Red Hat Enterprise Linux 9.0 Extended Update Support update for kernel-rt



Published: 2023-07-20
Risk Low
Patch available YES
Number of vulnerabilities 6
CVE-ID CVE-2022-1016
CVE-2022-42703
CVE-2022-42896
CVE-2023-2002
CVE-2023-2124
CVE-2023-2235
CWE-ID CWE-416
CWE-264
CWE-125
Exploitation vector Local
Public exploit Public exploit code for vulnerability #2 is available.
Public exploit code for vulnerability #4 is available.
Vulnerable software
Subscribe 		kernel-rt (Red Hat package)
Operating systems & Components / Operating system package or component

Vendor Red Hat Inc.

Security Bulletin

This security bulletin contains information about 6 vulnerabilities.

1) Use-after-free

EUVDB-ID: #VU62028

Risk: Low

CVSSv3.1: 2.9 [CVSS:3.1/AV:L/AC:L/PR:L/UI:N/S:U/C:L/I:N/A:N/E:U/RL:O/RC:C]

CVE-ID: CVE-2022-1016

CWE-ID: CWE-416 - Use After Free

Exploit availability: No

Description

The vulnerability allows a local user to gain access to sensitive information.

The vulnerability exists due to a use-after-free error in net/netfilter/nf_tables_core.c:nft_do_chain in Linux kernel.. A local user can trigger a use-after-free error and gain access to sensitive information.

Mitigation

Install updates from vendor's website.

Vulnerable software versions

kernel-rt (Red Hat package): before 5.14.0-70.64.1.rt21.135.el9_0

External links

http://access.redhat.com/errata/RHSA-2023:4138


Q & A

Can this vulnerability be exploited remotely?

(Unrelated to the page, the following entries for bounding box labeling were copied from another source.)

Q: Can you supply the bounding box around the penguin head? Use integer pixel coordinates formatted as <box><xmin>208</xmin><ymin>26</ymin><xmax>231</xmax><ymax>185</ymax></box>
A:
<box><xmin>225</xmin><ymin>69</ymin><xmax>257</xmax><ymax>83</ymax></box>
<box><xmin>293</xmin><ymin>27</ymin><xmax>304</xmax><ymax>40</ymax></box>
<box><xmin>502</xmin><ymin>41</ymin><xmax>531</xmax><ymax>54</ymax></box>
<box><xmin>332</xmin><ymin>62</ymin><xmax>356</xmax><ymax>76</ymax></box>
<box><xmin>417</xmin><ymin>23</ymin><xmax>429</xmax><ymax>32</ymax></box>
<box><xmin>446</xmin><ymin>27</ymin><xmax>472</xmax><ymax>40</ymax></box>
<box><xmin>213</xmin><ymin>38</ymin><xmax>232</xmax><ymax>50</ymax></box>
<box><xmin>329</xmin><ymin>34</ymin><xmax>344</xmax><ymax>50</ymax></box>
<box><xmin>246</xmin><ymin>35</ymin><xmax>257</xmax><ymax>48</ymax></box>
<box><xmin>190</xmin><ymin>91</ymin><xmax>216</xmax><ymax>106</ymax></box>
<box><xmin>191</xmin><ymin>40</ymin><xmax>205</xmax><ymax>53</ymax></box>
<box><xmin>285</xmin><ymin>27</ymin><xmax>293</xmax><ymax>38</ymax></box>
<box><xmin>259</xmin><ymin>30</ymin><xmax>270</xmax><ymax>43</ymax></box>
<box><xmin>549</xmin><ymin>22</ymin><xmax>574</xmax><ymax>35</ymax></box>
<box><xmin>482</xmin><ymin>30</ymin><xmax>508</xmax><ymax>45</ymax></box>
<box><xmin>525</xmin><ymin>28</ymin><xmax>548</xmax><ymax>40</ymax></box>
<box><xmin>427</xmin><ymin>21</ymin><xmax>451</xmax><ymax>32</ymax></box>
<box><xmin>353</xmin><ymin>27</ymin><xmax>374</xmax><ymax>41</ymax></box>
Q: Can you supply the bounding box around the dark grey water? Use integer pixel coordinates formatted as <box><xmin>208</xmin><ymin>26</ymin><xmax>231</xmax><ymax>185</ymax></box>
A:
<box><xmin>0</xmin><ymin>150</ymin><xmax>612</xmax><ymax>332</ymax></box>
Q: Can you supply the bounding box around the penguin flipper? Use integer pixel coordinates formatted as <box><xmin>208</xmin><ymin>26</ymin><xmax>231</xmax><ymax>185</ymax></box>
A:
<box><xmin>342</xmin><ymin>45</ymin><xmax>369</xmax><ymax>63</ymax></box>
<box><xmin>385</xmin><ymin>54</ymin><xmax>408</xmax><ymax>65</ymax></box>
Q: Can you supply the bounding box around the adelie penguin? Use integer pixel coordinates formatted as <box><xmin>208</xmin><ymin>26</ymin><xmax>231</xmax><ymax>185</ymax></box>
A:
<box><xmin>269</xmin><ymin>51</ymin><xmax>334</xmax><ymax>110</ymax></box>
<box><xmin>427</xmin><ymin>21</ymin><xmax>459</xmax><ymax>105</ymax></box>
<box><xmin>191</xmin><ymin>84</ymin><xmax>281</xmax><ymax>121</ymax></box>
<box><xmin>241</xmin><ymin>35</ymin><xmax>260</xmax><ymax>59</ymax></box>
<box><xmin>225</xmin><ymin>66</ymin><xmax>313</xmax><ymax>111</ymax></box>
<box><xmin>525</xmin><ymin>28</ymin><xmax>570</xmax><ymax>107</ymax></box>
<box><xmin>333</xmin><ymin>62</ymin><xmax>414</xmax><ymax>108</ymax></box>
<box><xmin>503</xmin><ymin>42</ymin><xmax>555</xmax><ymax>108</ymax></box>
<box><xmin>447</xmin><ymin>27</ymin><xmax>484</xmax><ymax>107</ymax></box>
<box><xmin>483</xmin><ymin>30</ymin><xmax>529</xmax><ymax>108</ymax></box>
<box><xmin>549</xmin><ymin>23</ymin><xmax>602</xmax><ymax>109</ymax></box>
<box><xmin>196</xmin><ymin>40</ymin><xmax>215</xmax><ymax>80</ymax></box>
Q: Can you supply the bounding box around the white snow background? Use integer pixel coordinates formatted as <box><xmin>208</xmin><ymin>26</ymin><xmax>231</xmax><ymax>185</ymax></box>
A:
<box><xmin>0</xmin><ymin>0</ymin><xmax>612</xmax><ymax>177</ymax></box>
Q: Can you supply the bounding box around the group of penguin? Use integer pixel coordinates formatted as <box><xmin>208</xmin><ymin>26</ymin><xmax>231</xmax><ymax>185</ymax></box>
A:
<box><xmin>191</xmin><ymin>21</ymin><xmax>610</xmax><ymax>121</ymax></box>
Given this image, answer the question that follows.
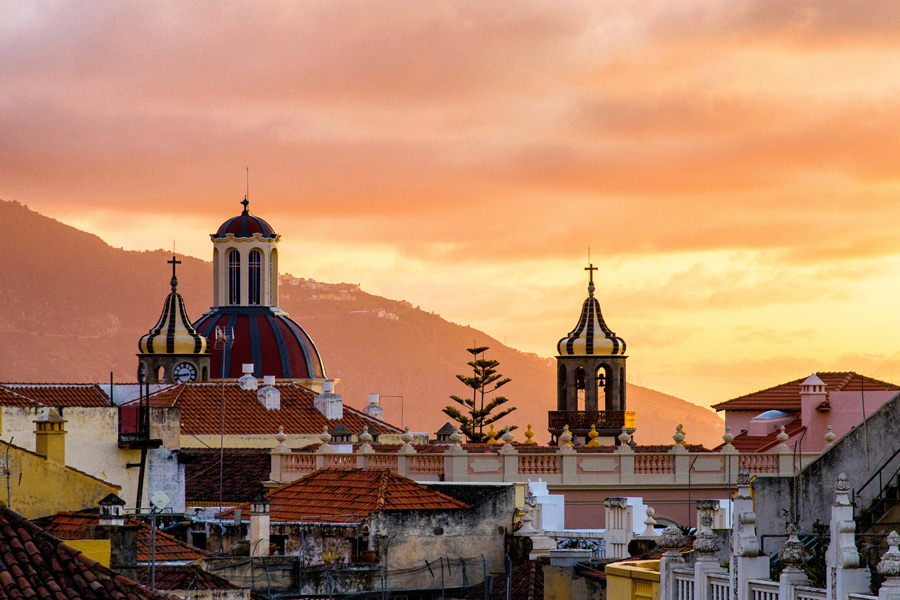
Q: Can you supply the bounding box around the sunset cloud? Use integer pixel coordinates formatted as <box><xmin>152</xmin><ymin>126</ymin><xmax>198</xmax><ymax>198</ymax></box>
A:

No. This vulnerability can be exploited locally. The attacker should have authentication credentials and successfully authenticate on the system.

Is there known malware, which exploits this vulnerability?

No. We are not aware of malware exploiting this vulnerability.

2) Use-after-free

EUVDB-ID: #VU69297

Risk: Low

CVSSv3.1: 5 [CVSS:3.1/AV:L/AC:L/PR:L/UI:N/S:U/C:N/I:N/A:H/E:P/RL:O/RC:C]

CVE-ID: CVE-2022-42703

CWE-ID: CWE-416 - Use After Free

Exploit availability: Yes

Description

The vulnerability allows a local user to perform a denial of service (DoS) attack.

The vulnerability exists due to a use-after-free error within the mm/rmap.c in the Linux kernel, related to leaf anon_vma double reuse. A local user can trigger a use-after-free error and crash the kernel.

Mitigation

Install updates from vendor's website.

Vulnerable software versions

kernel-rt (Red Hat package): before 5.14.0-70.64.1.rt21.135.el9_0

External links

http://access.redhat.com/errata/RHSA-2023:4138


Q & A

Can this vulnerability be exploited remotely?

No. This vulnerability can be exploited locally. The attacker should have authentication credentials and successfully authenticate on the system.

Is there known malware, which exploits this vulnerability?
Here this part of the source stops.